Read Morning Journey Page 22


  “It’s a long story, Norris—too long to tell during a theatre interval.”

  “You were married in Dublin, weren’t you, to your first husband?”

  “No, not in Dublin—in London.”

  “You don’t mind talking about him, do you?”

  “Of course not.” After all, it was Austen who would not talk about him any more, who had doubtless never told Norris of his existence, though it was clearly impossible to keep the boy always in ignorance of such a plain fact.

  “Is he alive?”

  “Oh yes. We were divorced.”

  “I knew that. Dunne told me. But that’s about all I do know. What sort of a person was he?”

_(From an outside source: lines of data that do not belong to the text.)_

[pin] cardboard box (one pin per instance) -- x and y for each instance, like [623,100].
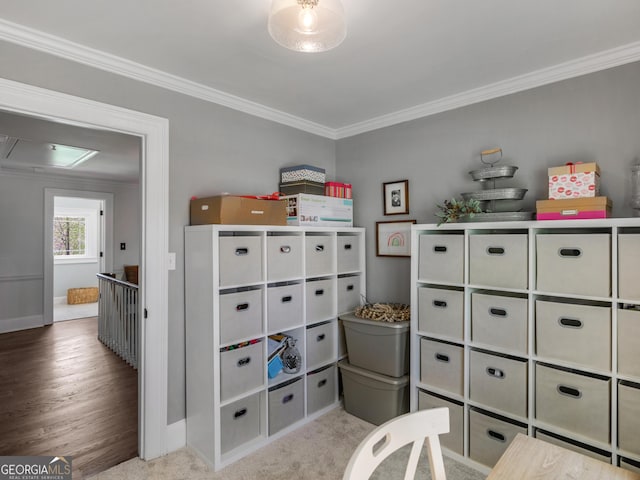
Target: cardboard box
[230,210]
[319,210]
[580,180]
[575,208]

  She smiled, sampling the enormity of the question. Then she said, with far greater ease than she could have anticipated: “He was… IS, I mean… a very clever man… quite brilliant. He directed plays—I believe that’s what he’s still doing. That and motion pictures.”

  Norris pricked up his ears, for he was a patron of the screen far more consistently than of the stage. “What’s his name?”

  “Paul Saffron.” She saw no reason not to tell him, but more pressingly she could not think of any sensible way to evade the question. Yet she knew it would have displeased Austen.

  “PAUL SAFFRON?… Oh, you mean those German pictures—Ohne die Wahrheit and Donnergepolter… Wonderful!… I saw them at a little theatre on Ninety-Fifth Street—there weren’t even any English titles dubbed in, but you could understand without knowing the language.”

  “I didn’t know you’d ever seen them, Norris. You never mentioned it.”

  “It was last Easter, just before you and father came back from Florida. I’m glad now I didn’t happen to mention it.”

  “Oh?”

  “Well, father wouldn’t have liked it, I’m certain.”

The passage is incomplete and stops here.